The capsid protein p72 specific mAb and the corresponding novel epitope based ELISAs for detection of ASFV infection

Abstract

The African Swine Fever Virus (ASFV) poses a significant threat to the global pig farming industry. The major icosahedral capsid protein p72 plays a key role in the assembly of virus particles and infection process. As one major antigen of ASFV, p72 has been widely utilized as a marker for diagnosing infection. In this study, five p72 specific monoclonal antibodies (mAbs) were generated through the immunization of mice followed by cell fusion. Among the five hybridomas, clones 1B7, 2F3, 5D3, and 5D4 recognized a novel epitope of ¹⁰¹FHDMVGHHILGACH¹¹⁴, while clone 1D7 recognized a new epitope, ²³⁹GPLLCNIHDL²⁴⁸. Both linear epitopes were found to be highly conserved across all genotypes I and II ASFV isolates, with the first located at the pseudo hexagonal base of the p72 trimer and the latter situated at the FG_N insertion loop.
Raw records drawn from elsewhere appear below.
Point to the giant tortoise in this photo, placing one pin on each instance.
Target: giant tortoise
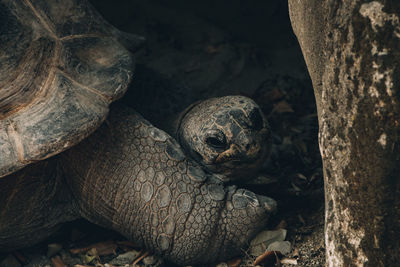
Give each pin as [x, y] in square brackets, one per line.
[61, 67]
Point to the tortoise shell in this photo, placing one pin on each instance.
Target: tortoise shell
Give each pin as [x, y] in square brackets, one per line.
[61, 67]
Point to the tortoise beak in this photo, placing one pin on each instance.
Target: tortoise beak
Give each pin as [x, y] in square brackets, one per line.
[230, 154]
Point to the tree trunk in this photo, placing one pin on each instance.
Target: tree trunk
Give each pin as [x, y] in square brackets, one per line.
[352, 51]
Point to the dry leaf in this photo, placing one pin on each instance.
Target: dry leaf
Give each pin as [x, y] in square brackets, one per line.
[103, 248]
[289, 261]
[268, 257]
[234, 262]
[260, 243]
[283, 107]
[57, 262]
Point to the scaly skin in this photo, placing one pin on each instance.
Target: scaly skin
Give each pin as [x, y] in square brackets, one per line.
[134, 178]
[228, 135]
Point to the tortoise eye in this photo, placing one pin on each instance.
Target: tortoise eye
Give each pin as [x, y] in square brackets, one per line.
[216, 140]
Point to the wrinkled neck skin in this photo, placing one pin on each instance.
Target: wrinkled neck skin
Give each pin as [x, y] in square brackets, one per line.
[135, 179]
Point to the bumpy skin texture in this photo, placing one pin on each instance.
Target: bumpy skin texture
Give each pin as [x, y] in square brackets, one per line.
[228, 135]
[134, 178]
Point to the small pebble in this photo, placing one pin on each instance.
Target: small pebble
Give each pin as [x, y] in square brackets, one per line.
[126, 258]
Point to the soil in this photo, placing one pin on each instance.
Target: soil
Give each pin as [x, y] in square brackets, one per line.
[200, 49]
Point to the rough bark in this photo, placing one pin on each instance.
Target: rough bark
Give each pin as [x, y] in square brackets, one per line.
[351, 48]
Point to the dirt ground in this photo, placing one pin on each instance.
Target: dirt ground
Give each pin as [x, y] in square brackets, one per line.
[196, 50]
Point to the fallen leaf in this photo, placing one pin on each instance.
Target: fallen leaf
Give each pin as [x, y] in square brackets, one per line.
[281, 225]
[234, 262]
[268, 258]
[103, 248]
[283, 107]
[283, 247]
[289, 261]
[53, 249]
[260, 243]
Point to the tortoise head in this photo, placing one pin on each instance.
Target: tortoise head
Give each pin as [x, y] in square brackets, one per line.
[228, 135]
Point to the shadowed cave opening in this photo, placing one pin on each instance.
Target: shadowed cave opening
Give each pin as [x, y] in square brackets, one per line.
[200, 49]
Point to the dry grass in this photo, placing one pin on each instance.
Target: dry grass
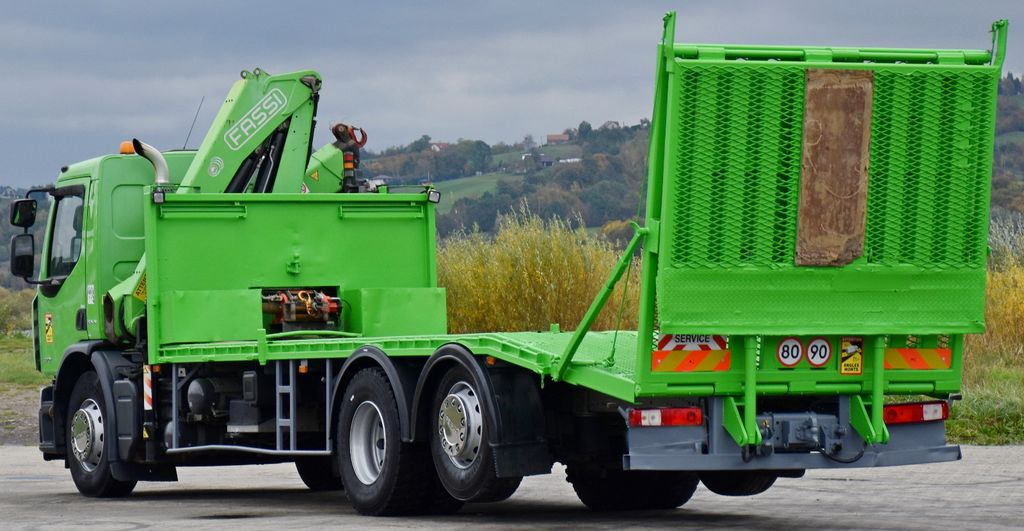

The antigenic epitopes were capable of competing with the binding of corresponding mAbs in p72 protein based ELISA, and peptide based ELISA effectively detected ASFV antibodies in clinical samples. Furthermore, we developed and optimized a sandwich ELISA using the mAb 2F3 for efficient detection of ASFV p72 antigen. Our study not only provides valuable tools for assessing p72 function assay, but also lays the foundation for serological diagnosis, prevention and control of ASF.